Patti Popp and Sport Hill Farm
On a sun-toasted fall afternoon, Patti Popp’s Sport Hill Farm market, behind her refurbished 1740’s home in Easton, Connecticut, is bustling. Wood crates overflow with textbook-quality produce – leafy swiss chard, heirloom tomatoes, and purple-veined bok choy – and customers are filling their bags. Reading glasses perched atop wild red hair and her signature, irrepressible laugh filling the air, Popp rings up shoppers at the register while pointing out a new type of squash to a regular customer. Then, once everyone is taken care of, she is off in a flash to feed her Rhode Island Red chickens some holey kale that hadn’t made the cut for the shop. Popp is a woman on the move.
Established nearly two decades ago and on only a few acres, Popp started Sport Hill Farm, well, sort of on a whim, but also from a gut feeling and an insatiable curiosity. “When I first started, I had no idea what I was doing,” Popp admits, with a smile. “I would set up my little vegetable stand, sit out here for hours, and no one would come. It was really hard, but it was all a learning experience.”
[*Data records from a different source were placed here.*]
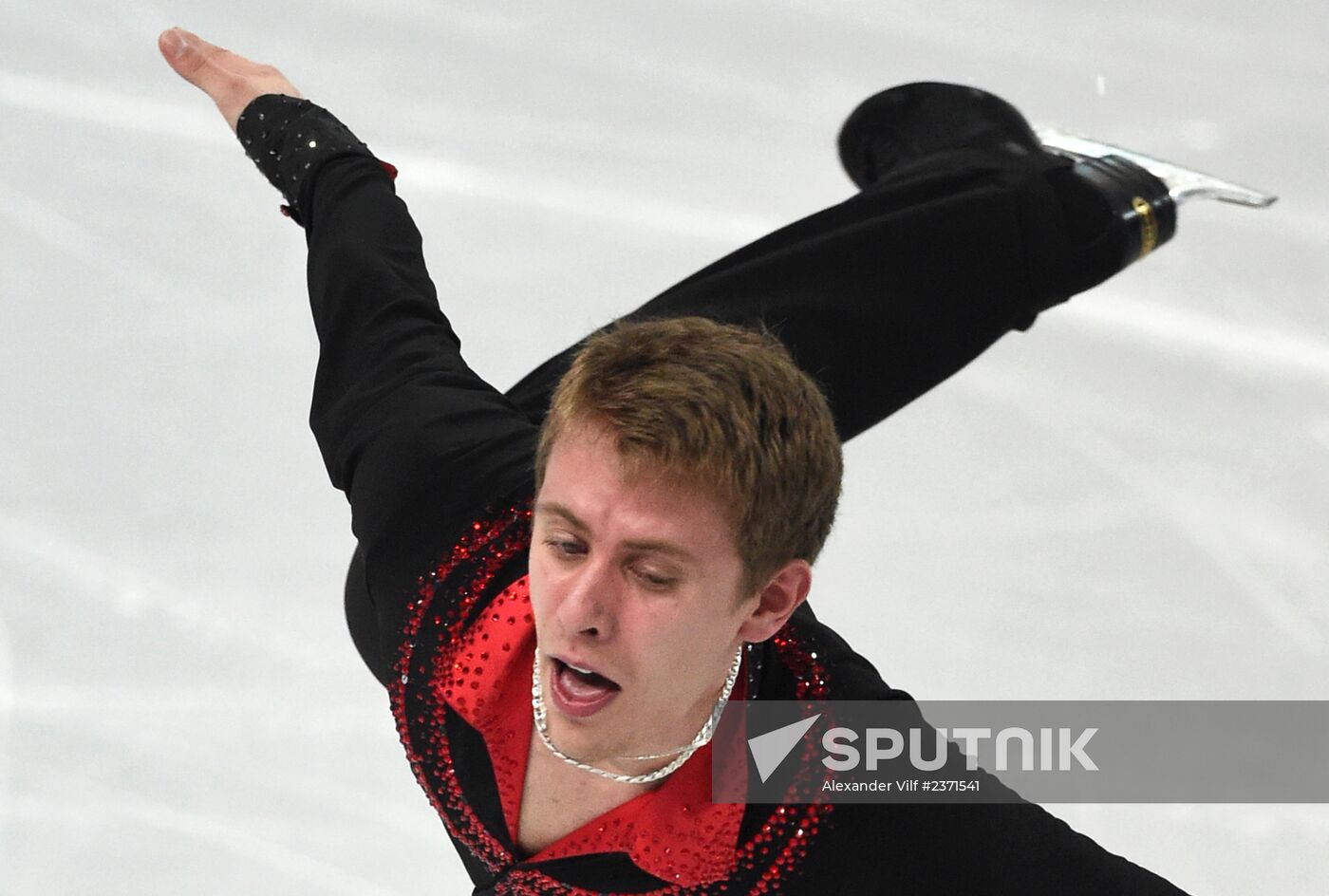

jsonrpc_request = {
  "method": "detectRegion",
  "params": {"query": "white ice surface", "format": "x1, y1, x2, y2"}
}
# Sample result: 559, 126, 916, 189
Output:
0, 0, 1329, 893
Teaching herself how to farm in a sustainable way — natural, nutrient-dense crops that are grown without the use of harmful pesticides — wasn’t Popp’s only challenge. Not from a farming family or background, this “accidental farmer” was new on the scene in an otherwise staid, established agricultural town, and Popp was the only woman in the business. At the time, she was also mother of two young boys and worked full time for an orthopedic surgeon. But she persevered, through trial and error, and people started to take notice not only of the quality of her products, but also of the way she aimed at building community.
“I’m the unfiltered farm girl! I don’t like to sugar coat this industry. I’m big on education, and we run all kinds of events on the farm for fun and to bring people in,” Popp says, “but also to teach the value of good food and about what quality really is. I know it’s easier to run to [the grocery store] for items on your list during a busy week, so it’s the time and care that I focus on with people, so they understand what they’re eating, from seed to plate.”
Patti and her husband, Allan Popp, a landscaper and partner on the farm, could never have imaged, 19 years ago, that Sport Hill Farm would flourish into the 40 acres they now manage, where they grow over 100 varieties of non-GMO, sustainable produce and raise both chickens and pigs. Popp also offers a Crop Cash Choice program (similar to a subscribership or CSA, but where members are not locked into a weekly commitment and are able to choose what they wish to purchase), sells directly to local restaurants, and runs a summer farm camp and many other programs throughout the year that promote agriculture and the arts.
Much of Popp’s Sport Hill Farm is run “the old-fashioned way,” but by using both technology and ingenuity to send her message out to the community, it has been received loud and clear. In fact, in 2017, Popp was named one of Farmers’ Almanac’s “Farmers of the Year.” All entries were judged by representatives from the American Farm Bureau and on criteria such as tradition, innovation, community involvement, and inspiration.
Accolades aside, it’s the passion for the work and a strong belief that “food is medicine” that keeps her going. “As a survivor of thyroid cancer and of a brain aneurism, both within the time that I started farming, I am a big proponent of ‘you are what you eat,’” Popp says, pulling some carrots from a garden bed. “Now that is sexy!” she laughs, brushing dirt from their roots.
It was food and farming that helped heal her, but also the bonds she has formed with customers that pushes her forward. “I couldn’t have done it without the really wonderful community that surrounds us,” Popp says. “It’s just such an amazing thing, to watch a tiny seed in the dirt grow into something that then fuels people.”
There is a distinct sensibility brought by Popp that shapes the experience of touring Sport Hill Farm. It’s particular attentiveness to unique details that sets her operation apart — whether it be the layout of raised garden boxes, the well-kept rustic wood interior of the market, the decorative lights, or the gift merchandise that rounds out the store. “I care about the way things look and the experience people have in my shop,” Popp says. “I’m not going to just plop produce out in cardboard boxes.”
When asked what part of her farming day she prizes most, Popp says it has to be the morning. “I love those early hours, out harvesting in the quiet fields. It’s meditative. I feel a closeness to the seasons that I just didn’t have before I was farming. All those years that I was working, packing up the kids, and hustling out the door…it was this that I was missing.”